We Should Heed Caution on the PawSox Moving to Providence

McCoy Stadium Pan
“McCoy Stadium Pan”. Licensed under CC BY-SA 2.5 via Wikimedia Commons – http://commons.wikimedia.org/wiki/File:McCoy_Stadium_Pan.jpg

RIPR’s Scott MacKay is right to throw water on the idea of giving over vacant 195 land to build a riverside stadium. It’s not clear that a stadium makes much sense. Take for instance, these two charts of total and average attendance among the PawSox’s International League.

IL Attendance IL Average

 

I’ve highlighted a few teams. Pawtucket is highlighted in red, Indianapolis is in gold, Scranton/Wilkes-Barre is in blue, and Charlotte is in green. You can see the slide in attendance at McCoy from 2005, although there was an increase in 2013. Pawtucket’s drop from attendance leader to middle-of-the-pack isn’t entirely due to decline. It’s also due to increasing attendance in other stadiums.

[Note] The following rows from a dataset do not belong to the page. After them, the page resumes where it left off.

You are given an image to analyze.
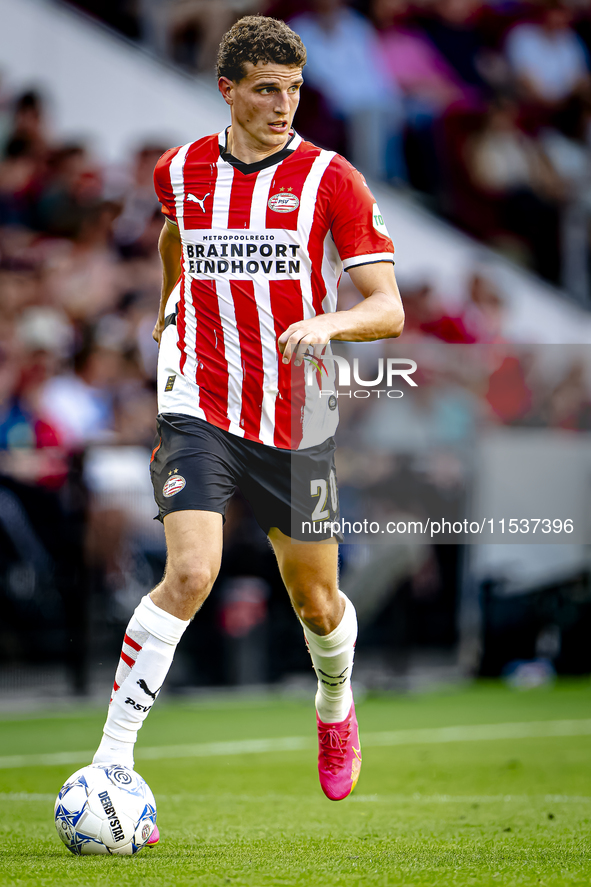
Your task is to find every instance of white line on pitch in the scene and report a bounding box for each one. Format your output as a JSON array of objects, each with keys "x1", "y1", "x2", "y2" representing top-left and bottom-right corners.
[
  {"x1": 0, "y1": 719, "x2": 591, "y2": 770},
  {"x1": 0, "y1": 792, "x2": 591, "y2": 805}
]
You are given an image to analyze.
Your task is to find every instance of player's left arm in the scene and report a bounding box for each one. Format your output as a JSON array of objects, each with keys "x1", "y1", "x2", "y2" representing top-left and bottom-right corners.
[{"x1": 278, "y1": 262, "x2": 404, "y2": 366}]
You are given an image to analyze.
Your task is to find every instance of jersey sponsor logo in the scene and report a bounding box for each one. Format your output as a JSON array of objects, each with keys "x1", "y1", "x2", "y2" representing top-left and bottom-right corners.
[
  {"x1": 185, "y1": 235, "x2": 301, "y2": 276},
  {"x1": 187, "y1": 191, "x2": 211, "y2": 212},
  {"x1": 372, "y1": 203, "x2": 390, "y2": 237},
  {"x1": 267, "y1": 191, "x2": 300, "y2": 213},
  {"x1": 162, "y1": 474, "x2": 187, "y2": 499}
]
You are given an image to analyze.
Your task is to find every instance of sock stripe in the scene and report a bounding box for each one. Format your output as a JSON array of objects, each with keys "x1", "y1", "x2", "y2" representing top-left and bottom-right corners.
[{"x1": 123, "y1": 634, "x2": 142, "y2": 653}]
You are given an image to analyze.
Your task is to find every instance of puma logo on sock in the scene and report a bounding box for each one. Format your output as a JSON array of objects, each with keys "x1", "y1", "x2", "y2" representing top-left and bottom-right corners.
[
  {"x1": 136, "y1": 678, "x2": 162, "y2": 700},
  {"x1": 125, "y1": 696, "x2": 152, "y2": 714},
  {"x1": 318, "y1": 666, "x2": 349, "y2": 687}
]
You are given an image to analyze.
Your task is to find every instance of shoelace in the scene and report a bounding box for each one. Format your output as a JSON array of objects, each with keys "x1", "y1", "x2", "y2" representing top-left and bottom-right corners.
[{"x1": 320, "y1": 724, "x2": 351, "y2": 773}]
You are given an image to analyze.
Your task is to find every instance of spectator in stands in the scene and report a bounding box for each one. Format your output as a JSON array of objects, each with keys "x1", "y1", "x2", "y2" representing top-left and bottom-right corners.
[
  {"x1": 47, "y1": 201, "x2": 121, "y2": 323},
  {"x1": 369, "y1": 0, "x2": 467, "y2": 116},
  {"x1": 465, "y1": 99, "x2": 565, "y2": 281},
  {"x1": 9, "y1": 89, "x2": 47, "y2": 158},
  {"x1": 0, "y1": 136, "x2": 39, "y2": 227},
  {"x1": 505, "y1": 0, "x2": 591, "y2": 117},
  {"x1": 425, "y1": 0, "x2": 488, "y2": 92},
  {"x1": 40, "y1": 344, "x2": 122, "y2": 450},
  {"x1": 289, "y1": 0, "x2": 406, "y2": 180},
  {"x1": 139, "y1": 0, "x2": 266, "y2": 73},
  {"x1": 369, "y1": 0, "x2": 470, "y2": 194},
  {"x1": 34, "y1": 143, "x2": 102, "y2": 237},
  {"x1": 113, "y1": 145, "x2": 166, "y2": 257},
  {"x1": 400, "y1": 279, "x2": 477, "y2": 345},
  {"x1": 463, "y1": 271, "x2": 506, "y2": 344}
]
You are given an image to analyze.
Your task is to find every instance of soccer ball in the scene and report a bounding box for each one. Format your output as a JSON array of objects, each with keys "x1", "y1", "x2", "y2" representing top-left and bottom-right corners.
[{"x1": 55, "y1": 764, "x2": 156, "y2": 856}]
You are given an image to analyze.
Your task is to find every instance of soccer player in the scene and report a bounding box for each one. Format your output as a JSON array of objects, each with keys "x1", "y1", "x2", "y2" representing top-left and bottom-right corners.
[{"x1": 94, "y1": 16, "x2": 404, "y2": 820}]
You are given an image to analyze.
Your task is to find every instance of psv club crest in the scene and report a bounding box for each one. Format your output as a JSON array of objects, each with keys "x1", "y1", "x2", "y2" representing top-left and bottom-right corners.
[{"x1": 267, "y1": 191, "x2": 300, "y2": 213}]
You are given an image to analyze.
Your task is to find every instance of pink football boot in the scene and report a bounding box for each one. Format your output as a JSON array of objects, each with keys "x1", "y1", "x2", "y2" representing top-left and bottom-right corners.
[
  {"x1": 316, "y1": 702, "x2": 361, "y2": 801},
  {"x1": 146, "y1": 825, "x2": 160, "y2": 847}
]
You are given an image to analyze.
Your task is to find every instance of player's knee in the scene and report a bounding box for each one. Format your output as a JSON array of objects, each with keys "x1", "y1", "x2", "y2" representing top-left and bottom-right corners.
[
  {"x1": 292, "y1": 587, "x2": 342, "y2": 634},
  {"x1": 166, "y1": 559, "x2": 218, "y2": 603}
]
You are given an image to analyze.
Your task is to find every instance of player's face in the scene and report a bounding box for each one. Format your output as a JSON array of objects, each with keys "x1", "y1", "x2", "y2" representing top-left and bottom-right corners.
[{"x1": 220, "y1": 62, "x2": 304, "y2": 153}]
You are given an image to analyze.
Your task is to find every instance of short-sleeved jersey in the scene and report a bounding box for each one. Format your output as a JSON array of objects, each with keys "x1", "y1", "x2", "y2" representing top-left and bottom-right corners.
[{"x1": 154, "y1": 131, "x2": 394, "y2": 449}]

Each of those lines tells a story. Pawtucket’s is obviously one of dropping attendance. Indianapolis’ increased attendance appears to stem from improvements to Victory Field before the 2010 season. The sudden spikes in Scranton/Wilkes-Barre are apparently due to its affiliation with the Yankees in 2007, and that PNC Field was rebuilt for the 2013 season. Charlotte’s spike, as WPRI’s Dan McGowan points out is due to relocation.

McCoy was last renovated in 1999.

It’s not clear to me if putting a stadium in Providence is the best use of the land, or the new owner’s money. It’s possible they could boost attendance by putting money into renovations for McCoy. And there’s something that strikes me as wrong about our views on economic development if it means moving a baseball team six miles south.

This is reshuffling a bit of our economy, not growing it.

That said, there’s plenty of reasons for businesses to get excited about having the stadium close by, including businesses across the river who could benefit from the proposed pedestrian bridge that might now be leading directly to a stadium. But as MacKay points out:

Baseball stadiums and other tourist attractions don’t provide the well-paying jobs that high-technology and educational institutions provide. There are lots of seasonal, low-wage positions slinging cocktails, pouring beer and taking tickets, but they don’t pay living family wages. If tourist attractions were the way to build a middle-class economy, New Orleans would be the wealthiest city in the U.S. (It isn’t, despite its healthy supply of great places to eat, drink and hear jazz.)